The rooms in our house in New England ranged from 10 to 60 years old and the insulation ranged from "shitty" to "nil." In fact when we opened the walls to convert the dining room into a bedroom for Bug, we found ZERO insulation, just the backside of the wooden siding. We added as much insulation as we could as we remodeled, but he house was never, ever warm enough. The wide master bedroom had too many windows to stay warm, in spite of the fireplace. Oh, and the radiant heat in the ceiling kept the top of our heads warm. Yes, not the FLOOR, but the CEILING. (It made fabulous cracks in the plaster.) We didn't have a/c in that house, but somehow the summer stickiness was never as bad as the winter cold that seeped in everywhere in spite of our best efforts to weatherstripsealcaulkclogup every gap. There, I dreaded stepping out of the shower. I knew that the moment I stepped out, I would be sucked into the cold black hole.
Have you been to the cold black hole? When you feel so cold that you feel hopeless and vaguely scared and know in your soul that you will never, ever feel completely warm again?

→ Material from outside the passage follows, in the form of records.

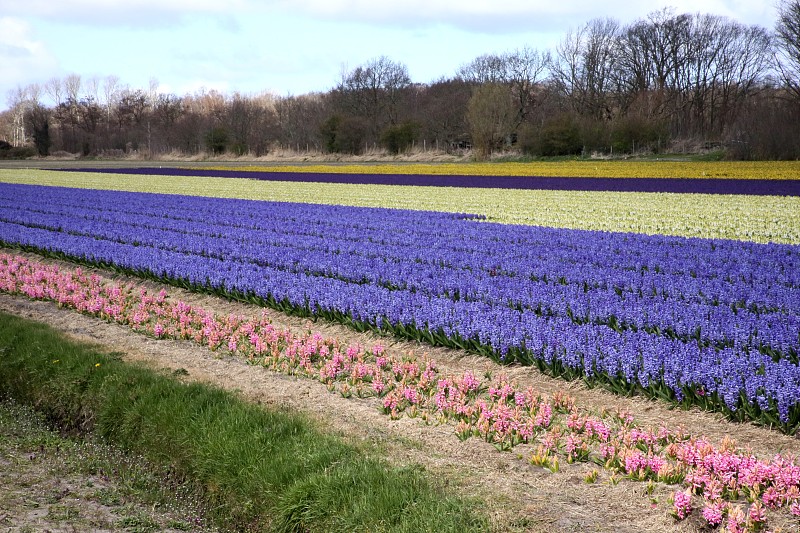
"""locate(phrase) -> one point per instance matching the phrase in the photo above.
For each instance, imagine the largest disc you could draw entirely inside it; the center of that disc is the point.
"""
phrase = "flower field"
(701, 322)
(721, 483)
(780, 187)
(719, 216)
(749, 170)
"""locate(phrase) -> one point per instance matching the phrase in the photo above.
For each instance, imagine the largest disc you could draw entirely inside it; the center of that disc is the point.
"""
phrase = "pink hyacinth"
(682, 503)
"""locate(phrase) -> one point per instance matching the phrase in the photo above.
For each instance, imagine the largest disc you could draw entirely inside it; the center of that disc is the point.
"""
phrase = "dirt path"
(520, 497)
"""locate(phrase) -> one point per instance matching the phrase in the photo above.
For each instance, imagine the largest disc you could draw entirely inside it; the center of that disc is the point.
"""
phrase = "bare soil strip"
(520, 497)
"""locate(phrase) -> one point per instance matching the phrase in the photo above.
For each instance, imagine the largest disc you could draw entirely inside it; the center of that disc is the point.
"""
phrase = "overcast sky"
(292, 47)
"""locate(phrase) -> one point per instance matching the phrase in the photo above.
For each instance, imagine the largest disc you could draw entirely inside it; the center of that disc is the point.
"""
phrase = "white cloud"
(515, 15)
(25, 59)
(137, 13)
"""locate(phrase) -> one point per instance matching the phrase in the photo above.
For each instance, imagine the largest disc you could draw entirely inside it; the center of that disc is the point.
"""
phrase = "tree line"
(666, 82)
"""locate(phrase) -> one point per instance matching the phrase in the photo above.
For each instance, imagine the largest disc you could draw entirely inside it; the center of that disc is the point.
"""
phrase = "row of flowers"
(712, 323)
(747, 218)
(746, 170)
(723, 484)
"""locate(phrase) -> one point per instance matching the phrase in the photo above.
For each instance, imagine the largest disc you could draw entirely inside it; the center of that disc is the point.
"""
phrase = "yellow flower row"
(747, 218)
(589, 169)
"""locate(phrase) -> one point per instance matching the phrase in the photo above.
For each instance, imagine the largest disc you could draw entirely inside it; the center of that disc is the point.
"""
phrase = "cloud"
(131, 13)
(514, 16)
(24, 57)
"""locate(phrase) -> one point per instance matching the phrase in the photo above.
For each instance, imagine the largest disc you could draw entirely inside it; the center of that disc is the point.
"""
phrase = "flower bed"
(721, 483)
(701, 322)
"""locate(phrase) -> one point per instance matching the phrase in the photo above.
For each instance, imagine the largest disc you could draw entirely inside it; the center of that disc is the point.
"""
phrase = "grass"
(49, 481)
(255, 469)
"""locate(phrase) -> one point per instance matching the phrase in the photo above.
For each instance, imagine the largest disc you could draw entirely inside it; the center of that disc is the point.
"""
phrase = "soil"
(518, 496)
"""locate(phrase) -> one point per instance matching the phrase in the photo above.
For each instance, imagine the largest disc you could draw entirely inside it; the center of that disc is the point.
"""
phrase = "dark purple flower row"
(674, 185)
(686, 316)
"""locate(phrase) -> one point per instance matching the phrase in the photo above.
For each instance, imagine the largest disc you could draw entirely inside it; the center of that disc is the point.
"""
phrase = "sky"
(289, 47)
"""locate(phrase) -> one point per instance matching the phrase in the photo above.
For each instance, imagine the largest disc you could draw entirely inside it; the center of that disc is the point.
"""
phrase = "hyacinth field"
(690, 318)
(709, 478)
(703, 322)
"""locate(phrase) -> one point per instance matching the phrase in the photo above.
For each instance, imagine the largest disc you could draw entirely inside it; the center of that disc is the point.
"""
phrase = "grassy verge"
(50, 482)
(255, 469)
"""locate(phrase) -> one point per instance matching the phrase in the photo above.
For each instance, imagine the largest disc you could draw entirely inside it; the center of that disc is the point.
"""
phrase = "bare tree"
(787, 33)
(584, 68)
(491, 115)
(55, 90)
(374, 91)
(72, 86)
(110, 95)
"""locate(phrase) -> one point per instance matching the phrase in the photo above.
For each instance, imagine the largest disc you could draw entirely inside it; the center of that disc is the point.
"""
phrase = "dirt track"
(520, 496)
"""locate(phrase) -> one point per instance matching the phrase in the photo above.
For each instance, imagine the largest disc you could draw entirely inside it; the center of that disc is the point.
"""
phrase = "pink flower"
(713, 514)
(682, 503)
(757, 513)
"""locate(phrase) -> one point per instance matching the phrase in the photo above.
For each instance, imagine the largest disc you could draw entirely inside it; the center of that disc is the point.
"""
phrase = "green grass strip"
(259, 469)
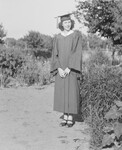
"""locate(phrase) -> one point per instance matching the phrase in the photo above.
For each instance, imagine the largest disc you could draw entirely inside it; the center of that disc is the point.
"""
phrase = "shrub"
(101, 86)
(34, 72)
(16, 65)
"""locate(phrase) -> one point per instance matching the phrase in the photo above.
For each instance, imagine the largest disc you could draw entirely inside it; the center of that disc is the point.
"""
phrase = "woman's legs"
(64, 121)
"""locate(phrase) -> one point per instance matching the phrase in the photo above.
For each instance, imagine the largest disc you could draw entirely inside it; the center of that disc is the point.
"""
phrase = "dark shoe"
(63, 123)
(70, 123)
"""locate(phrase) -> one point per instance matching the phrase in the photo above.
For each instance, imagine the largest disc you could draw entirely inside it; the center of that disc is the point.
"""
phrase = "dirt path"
(27, 122)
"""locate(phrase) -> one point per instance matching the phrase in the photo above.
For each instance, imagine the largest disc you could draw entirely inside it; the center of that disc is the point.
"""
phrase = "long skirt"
(66, 94)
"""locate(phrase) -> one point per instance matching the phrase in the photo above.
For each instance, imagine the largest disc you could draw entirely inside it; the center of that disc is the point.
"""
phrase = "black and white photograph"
(61, 75)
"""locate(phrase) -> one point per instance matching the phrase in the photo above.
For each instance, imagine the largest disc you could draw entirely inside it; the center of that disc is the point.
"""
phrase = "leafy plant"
(101, 86)
(113, 132)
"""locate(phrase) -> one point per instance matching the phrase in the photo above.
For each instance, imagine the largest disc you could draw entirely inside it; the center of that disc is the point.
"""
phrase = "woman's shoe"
(63, 123)
(70, 123)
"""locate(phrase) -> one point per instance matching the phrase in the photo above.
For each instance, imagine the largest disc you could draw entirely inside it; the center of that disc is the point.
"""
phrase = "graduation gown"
(67, 53)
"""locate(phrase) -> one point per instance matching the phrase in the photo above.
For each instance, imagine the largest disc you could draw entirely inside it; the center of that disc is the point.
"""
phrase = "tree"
(103, 17)
(33, 40)
(10, 42)
(2, 34)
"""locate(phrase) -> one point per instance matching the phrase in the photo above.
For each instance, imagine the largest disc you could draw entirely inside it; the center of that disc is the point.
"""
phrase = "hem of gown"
(65, 112)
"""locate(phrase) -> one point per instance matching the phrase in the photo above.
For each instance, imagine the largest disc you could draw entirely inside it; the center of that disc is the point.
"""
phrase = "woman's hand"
(61, 72)
(67, 71)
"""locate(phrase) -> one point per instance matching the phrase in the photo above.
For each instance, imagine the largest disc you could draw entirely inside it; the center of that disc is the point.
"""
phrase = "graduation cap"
(63, 17)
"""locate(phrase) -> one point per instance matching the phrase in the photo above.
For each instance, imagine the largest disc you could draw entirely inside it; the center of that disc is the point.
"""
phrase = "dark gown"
(67, 52)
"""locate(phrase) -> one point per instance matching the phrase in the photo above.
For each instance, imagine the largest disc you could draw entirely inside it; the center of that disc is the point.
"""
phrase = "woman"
(66, 65)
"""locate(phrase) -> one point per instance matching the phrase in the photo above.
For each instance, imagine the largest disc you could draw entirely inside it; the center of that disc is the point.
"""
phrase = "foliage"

Sometimes, while I am in the cold black hole I experience intense déjà vu. Suddenly I am transported to a dark mornings, circa 1985, and I am walking to the bus stop--perhaps the most excruciating of all cold. Maybe I never had a warm enough coat, or maybe I was too cool to wear enough layers.* All I really remember well is the wind pressing against my coat, my fingers freezing inside of my gloves, my nose running, numb toes, and the intense belief that my parents must really and truly hate us to make us stand on the corner waiting for the school bus rather than driving us in to school like our friends' parents did.
Tonight I shivered as I was getting into the shower. For the first time, it is less than 70 in here. It took a long time for the shower to heat up to the intense skin-pinking temperature that I prefer and while I waited I caught a glimpse of the cold black hole. Thankfully, it only lasted a second, but the feeling was as intense as ever. I've lived in Texas for almost 8 (non-consecutive) years but I'm still a Northern girl, conditioned to dread the cold in whatever form it takes.
*Around that time, my parents bought us all puffy down coats for Christmas. For whatever reason, they bought ski jackets for my sisters and for me a god-awful lilac colored knee-length puffy coat. I felt like a purple snowman. I never, ever wore it. I think that it really hurt their feelings but I didn't care. I was willing to brave the cold black hole to avoid wearing that stupid, horrible coat.